“The main character, a kid called Louis Drax, is in a coma. He’s fallen off a cliff on a family picnic. He might have been pushed by one of his parents. His doctor falls in love with his mother. Anyway, the kid does nothing but lie in bed and talk to a ghost with a bandaged head,” I tell my agent when I deliver the novel in 2003. “Which means this book’s never going to be filmed.”
A few months later, the phone rings.
“Are you sitting down?” my agent asks. I hear “Miramax” and “Harvey Weinstein.”
Fast forward twelve years: my family are Miramax’s guests in Vancouver, where the French horror director Alexandre Aja is directing the screen adaptation. It’s an enormously poignant moment, as well as an exciting one. The screenplay is written by Max Minghella, whose late father Anthony was originally slated to direct. And Tim Bricknell, Anthony’s right-hand man, is co-producing. If Max and Tim hadn’t kept the project alive after Anthony’s sudden death in 2008, it might still be languishing in a Hollywood vault.
The location is a former psychiatric hospital, Riverview, rumored to be haunted. Here, just a few decades ago, patients were forcibly lobotomized, sterilized and experimentally electro-shocked. The buildings, set in a vast park, are linked by underground walkways penetrated by tree-roots. It’s freezing cold and raining: thick electric cables worm about as if searching for light, rather than carrying it. It seems the perfect gothic setting for a psychological mystery.
Aiden Longworth, playing the troubled, accident-prone Louis Drax, isn’t just a gifted actor but a chatty, sunny and ferociously intelligent nine-year-old. “I really liked your book,” he says. “I read it with my mom for research.” I’m taken aback.
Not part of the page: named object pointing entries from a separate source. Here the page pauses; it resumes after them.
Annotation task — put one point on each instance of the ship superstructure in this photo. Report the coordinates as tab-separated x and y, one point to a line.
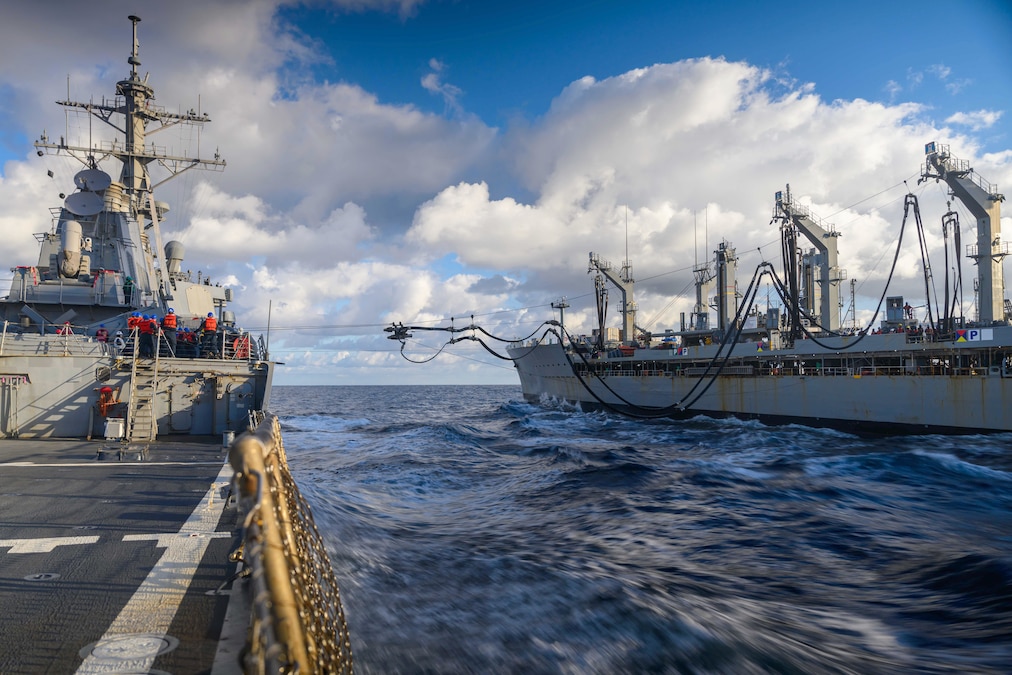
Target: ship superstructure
102	269
798	363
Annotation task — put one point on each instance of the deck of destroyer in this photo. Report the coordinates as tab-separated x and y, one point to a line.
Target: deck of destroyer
113	565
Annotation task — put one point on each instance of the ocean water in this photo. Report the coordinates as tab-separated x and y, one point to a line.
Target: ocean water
473	532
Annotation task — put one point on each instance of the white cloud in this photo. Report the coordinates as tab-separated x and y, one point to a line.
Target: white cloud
977	120
671	158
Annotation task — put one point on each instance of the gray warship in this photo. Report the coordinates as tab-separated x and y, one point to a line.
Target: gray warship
103	261
139	534
941	372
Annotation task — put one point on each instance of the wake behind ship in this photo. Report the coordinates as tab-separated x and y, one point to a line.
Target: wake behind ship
940	372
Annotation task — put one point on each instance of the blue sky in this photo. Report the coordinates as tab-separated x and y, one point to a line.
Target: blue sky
413	160
509	60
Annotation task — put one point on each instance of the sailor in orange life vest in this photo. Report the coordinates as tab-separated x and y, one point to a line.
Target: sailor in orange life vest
169	329
209	328
147	338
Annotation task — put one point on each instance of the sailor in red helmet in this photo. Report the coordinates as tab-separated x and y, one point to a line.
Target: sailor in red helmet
209	328
169	328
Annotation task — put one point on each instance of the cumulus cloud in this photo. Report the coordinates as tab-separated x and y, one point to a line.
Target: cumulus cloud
976	120
663	161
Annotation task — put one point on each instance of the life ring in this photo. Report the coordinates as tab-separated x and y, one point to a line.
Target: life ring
241	347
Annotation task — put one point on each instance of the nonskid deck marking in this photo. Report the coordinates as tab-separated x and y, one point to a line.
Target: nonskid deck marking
45	544
153	606
33	465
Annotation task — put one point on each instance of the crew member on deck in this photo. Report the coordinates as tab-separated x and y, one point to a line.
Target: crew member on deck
209	327
169	328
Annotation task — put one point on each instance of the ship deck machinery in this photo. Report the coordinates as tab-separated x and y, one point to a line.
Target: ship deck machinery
948	372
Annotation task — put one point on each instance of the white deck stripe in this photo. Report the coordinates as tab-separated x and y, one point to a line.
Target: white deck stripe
156	601
45	544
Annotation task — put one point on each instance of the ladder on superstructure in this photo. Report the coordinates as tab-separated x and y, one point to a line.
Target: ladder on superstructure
141	422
He’s probably my youngest ever reader. He tells us he loves acting, but wants to study robotics one day. We all discuss belugas and jellyfish, and what Breaking Bad’s Aaron Paul (aka the TV series’ meth-cooking Jesse Pinkman) is like as his screen dad, before he and my son Matti, a mechanical engineer, become immersed in conversation.
Soon they’re talking in low voices about how hot the stars are.
They do not mean Hollywood stars, or hot as in sexy.
They’re talking nuclear fusion technology.
Over the days that follow, we devour abundant, high-quality meals served from vans, select exotic snacks, chew gum, and watch Aiden/Louis lying in bed with wires coming out of his head. We observe his beautiful screen mother, David Cronenberg’s muse Sarah Gadon, arriving in an elevator in a stunning red dress bearing a caged hamster. We admire Molly Parker’s sharp detective asking Jamie Dornan, playing neurologist Dr Pascal: “Are you fucking her?” (That line wasn’t in the novel, but it should have been.) While not on camera, Jamie Dornan – funny, down-to-earth, and perpetually fidgety – walks around in his white doctor’s coat bashing a blown-up surgical glove.
“That’s the worst hat I’ve ever seen,” says my step-daughter Laura, eyeing the bobbly sky-blue snood I’ve started crocheting for Aiden Longworth. “Couldn’t you just buy him one?”
But I persist, and by the end of the third day, five balls of wool have become ridiculous, unwearable home-made garments which look like the inside- out of my own space-hopping, insomniac mind. On the fourth day I ruin a scene by dropping my metal hook on the floor with a clang.
“Find her a nurse’s tunic,” says Max, diagnosing my plight. “We’ll make her an extra.” I wreck another scene by nodding my head over-vigorously when Max, playing a doctor, pretends to ask me out on a date.
“Too much movement in the background,” my husband hears the director murmur discreetly. “Let’s go again.” It’s mortifying, but Alexandre Aja has the magical ability to make everyone on the set give their best, so even the crazy crochet woman gets it right this time.
In one of the toilets there’s a printed notice above the cistern:
BROKEN. TO FLUSH, LIFT THE PLUNGER AND HOLD IN PLACE FOR 3 SECONDS.
Beneath it someone has scrawled: Livin’ the Dream.
On our final night we really are living it, at a champagne dinner with producers and stars, a multi-tiered seafood extravaganza on the table before us. It’s so preposterously glamorous I imagine an elf with a spray-can of fairy-dust, prepping the scene with actual particles. When the conversation turns to the disposable society, Jamie Dornan offers me, Aaron Paul, and Sarah Gadon a quick flash under the table. No throw-away clothes for him: his Lucky Socks are 13 years old, fire-engine red and in good nick for their age. We agree that they’ve served his career well. By now the evening has become so surreal I half expect Salvador Dali to pop out the seafood tower brandishing his lobster telephone.
Did it all happen?
And now there’s a beautiful, haunting movie to prove it.
And some pretty darn weird bits of crochet.